Angela Merkel says European Union ready for Brexit negotiations and wants quick resolution

A spokesman for Mrs Merkel had previously refused to be drawn on the issue out of "politeness and respect" while the process of forming a new United Kingdom government was under way.

But in one of the most sensational nights in British electoral history, a resurgent Labour Party denied her an outright win, throwing the country into political turmoil as no clear victor emerged.

May's party fell short of an overall majority following Thursday's vote, and plans to work with Northern Ireland's Democratic Unionist Party.

This meant that Theresa May, the Conservative leader, had good reason to cultivate a relationship with the DUP, to win their support and minimize the risk that defectors could undermine her government.

Some remembered it as the party of Ian Paisley, the firebrand Protestant cleric who once heckled the pope himself, calling him the Antichrist.

Ruth Davidson, the Conservative leader in Scotland, said she had asked May for assurances that there would be no attack on gay rights after a deal with the DUP.

One red line is the idea of Northern Ireland being granted some sort of "special status" when Brexit comes to pass - the DUP will not stand for any arrangement that physically sets the region apart from anywhere else in the UK.

Despite DUP party leader Arlene Foster warning it would be hard for Mrs May to remain prime minister, discussions are going on behind the scenes.

Malvern Gazette

Fallon told the BBC that in light of the election result a new approach was needed, welcoming the resignation of her two closest aides Nick Timothy and Fiona Hill, who were perceived by many Conservative lawmakers to be high-handed and secretive. "When it becomes a matter for me is when people try to redefine marriage". We do not know the exact contours of the deal that it struck with May, but it is likely to be a good one for the Unionists.

"She's staying, for now", one Conservative Party source told Reuters.

The result was a personal humiliation for Mrs May who called the election three years before she had to to bolster her position in Parliament as she embarked on the negotiations on Britain's withdrawal from the EU.

With talks due to start in Brussels on June 19, Mr Tusk said it was their "urgent task" to get on with the negotiations in "the best possible spirit".

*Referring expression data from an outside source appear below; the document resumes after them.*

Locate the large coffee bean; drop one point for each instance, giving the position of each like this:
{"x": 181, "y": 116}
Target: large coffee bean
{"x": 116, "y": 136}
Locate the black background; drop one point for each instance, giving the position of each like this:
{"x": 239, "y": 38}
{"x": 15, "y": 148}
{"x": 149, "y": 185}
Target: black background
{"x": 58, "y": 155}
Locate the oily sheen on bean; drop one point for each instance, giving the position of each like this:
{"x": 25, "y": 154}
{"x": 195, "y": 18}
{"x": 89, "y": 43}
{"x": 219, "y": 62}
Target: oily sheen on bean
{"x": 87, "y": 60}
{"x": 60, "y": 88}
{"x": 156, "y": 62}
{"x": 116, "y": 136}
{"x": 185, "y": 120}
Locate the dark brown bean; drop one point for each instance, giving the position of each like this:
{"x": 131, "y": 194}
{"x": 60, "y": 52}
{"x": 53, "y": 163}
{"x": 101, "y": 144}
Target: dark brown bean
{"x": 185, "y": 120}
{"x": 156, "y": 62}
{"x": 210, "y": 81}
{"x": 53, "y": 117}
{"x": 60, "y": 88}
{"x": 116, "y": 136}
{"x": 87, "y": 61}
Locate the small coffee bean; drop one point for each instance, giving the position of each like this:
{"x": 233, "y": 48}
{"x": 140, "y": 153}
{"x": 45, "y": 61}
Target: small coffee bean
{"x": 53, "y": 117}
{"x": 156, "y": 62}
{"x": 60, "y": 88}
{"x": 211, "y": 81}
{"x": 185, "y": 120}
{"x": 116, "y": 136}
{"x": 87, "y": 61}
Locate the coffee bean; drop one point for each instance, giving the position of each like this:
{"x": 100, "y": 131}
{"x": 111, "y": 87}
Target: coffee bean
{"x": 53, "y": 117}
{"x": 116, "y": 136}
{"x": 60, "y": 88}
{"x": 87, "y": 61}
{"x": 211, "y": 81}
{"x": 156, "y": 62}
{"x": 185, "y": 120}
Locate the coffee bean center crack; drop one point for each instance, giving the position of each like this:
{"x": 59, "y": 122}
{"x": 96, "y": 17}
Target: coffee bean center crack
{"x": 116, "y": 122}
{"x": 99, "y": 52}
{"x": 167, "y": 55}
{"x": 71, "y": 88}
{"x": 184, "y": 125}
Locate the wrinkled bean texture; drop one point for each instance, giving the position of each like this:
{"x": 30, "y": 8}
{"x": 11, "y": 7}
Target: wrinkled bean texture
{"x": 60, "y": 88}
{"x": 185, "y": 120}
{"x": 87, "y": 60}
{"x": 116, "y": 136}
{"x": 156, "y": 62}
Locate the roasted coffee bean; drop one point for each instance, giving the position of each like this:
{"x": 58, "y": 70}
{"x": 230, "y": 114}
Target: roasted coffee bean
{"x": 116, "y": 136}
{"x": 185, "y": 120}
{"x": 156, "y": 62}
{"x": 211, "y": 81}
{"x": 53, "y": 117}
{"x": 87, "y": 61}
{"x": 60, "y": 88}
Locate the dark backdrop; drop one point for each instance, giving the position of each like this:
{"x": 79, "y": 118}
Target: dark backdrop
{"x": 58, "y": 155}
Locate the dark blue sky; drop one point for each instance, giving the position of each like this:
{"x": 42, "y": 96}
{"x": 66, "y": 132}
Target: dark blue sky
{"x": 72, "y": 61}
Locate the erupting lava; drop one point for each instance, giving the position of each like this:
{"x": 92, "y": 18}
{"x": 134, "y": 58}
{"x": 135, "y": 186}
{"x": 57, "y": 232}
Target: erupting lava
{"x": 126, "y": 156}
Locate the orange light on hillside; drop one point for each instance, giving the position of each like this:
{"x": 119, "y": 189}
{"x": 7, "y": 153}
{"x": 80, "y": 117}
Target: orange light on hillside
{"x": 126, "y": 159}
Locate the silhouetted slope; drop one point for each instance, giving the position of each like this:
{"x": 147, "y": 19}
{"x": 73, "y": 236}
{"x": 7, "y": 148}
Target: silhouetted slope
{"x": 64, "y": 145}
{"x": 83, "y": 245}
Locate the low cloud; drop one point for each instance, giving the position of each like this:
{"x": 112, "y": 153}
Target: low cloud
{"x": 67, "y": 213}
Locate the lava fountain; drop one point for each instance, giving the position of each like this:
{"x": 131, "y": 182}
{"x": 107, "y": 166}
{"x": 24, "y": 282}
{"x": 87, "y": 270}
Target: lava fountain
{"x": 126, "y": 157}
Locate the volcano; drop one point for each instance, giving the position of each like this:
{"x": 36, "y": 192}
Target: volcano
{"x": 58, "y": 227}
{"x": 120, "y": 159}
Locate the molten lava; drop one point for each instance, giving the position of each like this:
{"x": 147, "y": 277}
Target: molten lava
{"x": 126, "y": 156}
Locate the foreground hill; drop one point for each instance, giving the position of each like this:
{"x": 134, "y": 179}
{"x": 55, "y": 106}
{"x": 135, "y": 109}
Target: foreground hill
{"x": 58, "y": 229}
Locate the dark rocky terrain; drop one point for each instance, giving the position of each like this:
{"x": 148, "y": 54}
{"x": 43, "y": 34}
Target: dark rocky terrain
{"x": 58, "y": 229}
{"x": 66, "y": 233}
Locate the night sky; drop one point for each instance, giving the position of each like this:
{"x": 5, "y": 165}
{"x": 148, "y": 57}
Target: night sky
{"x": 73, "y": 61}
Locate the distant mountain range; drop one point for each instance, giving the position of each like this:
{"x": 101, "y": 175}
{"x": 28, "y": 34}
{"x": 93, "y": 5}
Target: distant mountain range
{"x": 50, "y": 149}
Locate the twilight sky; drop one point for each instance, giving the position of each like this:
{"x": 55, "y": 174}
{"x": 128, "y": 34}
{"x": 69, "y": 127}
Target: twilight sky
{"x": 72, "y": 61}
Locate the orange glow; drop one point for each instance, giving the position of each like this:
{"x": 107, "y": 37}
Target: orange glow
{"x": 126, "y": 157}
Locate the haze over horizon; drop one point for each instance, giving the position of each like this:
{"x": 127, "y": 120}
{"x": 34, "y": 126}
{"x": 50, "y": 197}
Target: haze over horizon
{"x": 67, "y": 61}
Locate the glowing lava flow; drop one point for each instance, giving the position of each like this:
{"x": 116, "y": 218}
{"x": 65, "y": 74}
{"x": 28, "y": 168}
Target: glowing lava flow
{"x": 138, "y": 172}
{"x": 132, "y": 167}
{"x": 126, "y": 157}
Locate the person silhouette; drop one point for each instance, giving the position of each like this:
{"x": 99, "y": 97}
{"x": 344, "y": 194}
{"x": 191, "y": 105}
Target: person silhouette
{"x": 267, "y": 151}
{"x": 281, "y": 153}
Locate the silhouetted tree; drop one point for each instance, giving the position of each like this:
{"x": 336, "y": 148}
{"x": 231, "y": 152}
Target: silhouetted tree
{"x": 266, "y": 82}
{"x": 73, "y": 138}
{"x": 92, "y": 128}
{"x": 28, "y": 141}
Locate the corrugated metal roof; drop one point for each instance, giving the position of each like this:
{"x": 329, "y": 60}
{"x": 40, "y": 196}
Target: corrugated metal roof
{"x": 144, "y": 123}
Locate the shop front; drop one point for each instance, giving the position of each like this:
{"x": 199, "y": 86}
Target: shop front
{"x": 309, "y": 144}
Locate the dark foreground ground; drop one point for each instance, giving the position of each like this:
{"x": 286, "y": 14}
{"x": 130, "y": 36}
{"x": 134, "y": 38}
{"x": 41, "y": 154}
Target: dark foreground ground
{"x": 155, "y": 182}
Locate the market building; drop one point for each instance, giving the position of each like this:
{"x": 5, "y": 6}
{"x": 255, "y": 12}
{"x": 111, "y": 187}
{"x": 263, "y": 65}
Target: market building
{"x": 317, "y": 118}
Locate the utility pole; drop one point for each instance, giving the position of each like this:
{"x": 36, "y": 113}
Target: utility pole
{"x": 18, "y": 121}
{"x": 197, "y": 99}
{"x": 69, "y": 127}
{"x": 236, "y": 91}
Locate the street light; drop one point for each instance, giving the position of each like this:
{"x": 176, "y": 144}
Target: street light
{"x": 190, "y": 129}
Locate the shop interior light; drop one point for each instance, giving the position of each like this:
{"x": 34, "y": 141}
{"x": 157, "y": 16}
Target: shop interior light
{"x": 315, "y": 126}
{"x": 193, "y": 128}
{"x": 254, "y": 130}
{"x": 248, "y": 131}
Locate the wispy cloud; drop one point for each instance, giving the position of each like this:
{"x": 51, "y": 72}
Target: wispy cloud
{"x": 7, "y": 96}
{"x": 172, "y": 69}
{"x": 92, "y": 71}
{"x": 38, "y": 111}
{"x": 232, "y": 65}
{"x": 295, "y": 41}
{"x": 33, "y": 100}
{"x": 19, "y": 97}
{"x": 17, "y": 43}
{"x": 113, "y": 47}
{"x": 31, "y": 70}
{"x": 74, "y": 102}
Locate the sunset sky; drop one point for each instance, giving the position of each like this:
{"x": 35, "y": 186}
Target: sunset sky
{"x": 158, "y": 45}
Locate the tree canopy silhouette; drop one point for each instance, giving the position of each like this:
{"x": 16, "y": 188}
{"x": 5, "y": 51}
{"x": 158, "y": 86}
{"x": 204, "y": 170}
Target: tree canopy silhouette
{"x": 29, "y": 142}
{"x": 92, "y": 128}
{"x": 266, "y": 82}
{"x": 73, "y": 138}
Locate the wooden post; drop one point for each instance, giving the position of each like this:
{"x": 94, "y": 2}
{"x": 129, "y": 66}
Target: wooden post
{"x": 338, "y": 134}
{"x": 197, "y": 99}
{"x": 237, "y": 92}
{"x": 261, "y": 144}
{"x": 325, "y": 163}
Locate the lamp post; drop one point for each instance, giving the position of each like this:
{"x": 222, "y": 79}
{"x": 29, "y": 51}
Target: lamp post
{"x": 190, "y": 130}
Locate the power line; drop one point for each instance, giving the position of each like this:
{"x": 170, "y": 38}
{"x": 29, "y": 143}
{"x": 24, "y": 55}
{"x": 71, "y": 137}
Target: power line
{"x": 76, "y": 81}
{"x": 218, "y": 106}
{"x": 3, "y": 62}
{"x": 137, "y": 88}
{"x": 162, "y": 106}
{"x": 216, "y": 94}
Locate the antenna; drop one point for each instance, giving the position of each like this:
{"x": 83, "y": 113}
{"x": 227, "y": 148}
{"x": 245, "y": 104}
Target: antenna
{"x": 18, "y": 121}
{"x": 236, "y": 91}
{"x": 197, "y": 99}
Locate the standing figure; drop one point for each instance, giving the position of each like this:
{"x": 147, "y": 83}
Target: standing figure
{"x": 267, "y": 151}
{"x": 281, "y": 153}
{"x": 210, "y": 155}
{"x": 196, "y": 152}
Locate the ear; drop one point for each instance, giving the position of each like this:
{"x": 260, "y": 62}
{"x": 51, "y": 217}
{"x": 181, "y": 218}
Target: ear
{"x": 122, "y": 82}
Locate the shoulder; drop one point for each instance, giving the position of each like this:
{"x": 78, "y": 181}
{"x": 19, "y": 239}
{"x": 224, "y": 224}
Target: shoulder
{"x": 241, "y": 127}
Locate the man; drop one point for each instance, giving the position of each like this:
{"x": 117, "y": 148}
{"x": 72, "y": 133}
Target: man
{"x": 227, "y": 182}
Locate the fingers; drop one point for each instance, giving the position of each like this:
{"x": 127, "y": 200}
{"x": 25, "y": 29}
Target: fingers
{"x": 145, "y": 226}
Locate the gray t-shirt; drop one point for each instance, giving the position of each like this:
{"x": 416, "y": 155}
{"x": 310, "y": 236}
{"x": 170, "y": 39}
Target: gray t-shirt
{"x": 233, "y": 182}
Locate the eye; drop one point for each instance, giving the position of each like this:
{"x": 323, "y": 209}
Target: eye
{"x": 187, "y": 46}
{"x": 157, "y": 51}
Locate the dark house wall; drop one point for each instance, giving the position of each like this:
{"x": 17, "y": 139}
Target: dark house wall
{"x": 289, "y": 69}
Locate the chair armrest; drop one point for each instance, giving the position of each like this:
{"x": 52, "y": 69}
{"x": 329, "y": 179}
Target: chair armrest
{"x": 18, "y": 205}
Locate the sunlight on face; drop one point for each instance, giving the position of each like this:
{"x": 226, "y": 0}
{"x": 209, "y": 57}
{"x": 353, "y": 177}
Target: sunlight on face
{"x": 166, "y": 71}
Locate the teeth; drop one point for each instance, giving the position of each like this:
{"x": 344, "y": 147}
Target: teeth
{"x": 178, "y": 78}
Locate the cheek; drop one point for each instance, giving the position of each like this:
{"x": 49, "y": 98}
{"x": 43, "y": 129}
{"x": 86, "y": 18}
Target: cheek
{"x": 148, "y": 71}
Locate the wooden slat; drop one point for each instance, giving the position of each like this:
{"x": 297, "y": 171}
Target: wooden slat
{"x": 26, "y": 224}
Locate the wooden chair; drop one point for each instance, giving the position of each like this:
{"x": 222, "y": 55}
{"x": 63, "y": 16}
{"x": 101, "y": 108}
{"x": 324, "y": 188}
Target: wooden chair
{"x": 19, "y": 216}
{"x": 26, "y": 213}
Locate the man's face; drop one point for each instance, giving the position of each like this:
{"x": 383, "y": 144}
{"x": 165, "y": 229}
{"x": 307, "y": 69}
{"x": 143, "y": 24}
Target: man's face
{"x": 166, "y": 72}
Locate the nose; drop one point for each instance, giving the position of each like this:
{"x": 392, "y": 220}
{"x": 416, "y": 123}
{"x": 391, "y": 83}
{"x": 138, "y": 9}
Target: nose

The best-selling Sun newspaper said senior members of the party had vowed to get rid of May, but would wait at least six months because they feared a leadership contest could propel Labour leader Jeremy Corbyn into power.

If she is to succeed in delivering the wishes of 52 percent of the public and take Britain out of the European Union, she must find a way to secure the full support of her party to pass legislation preparing for and enacting the departure.

In a letter to the PM congratulating her on her reappointment, he said the two-year time frame set out under Article 50 of the European Union treaties left no room for delay.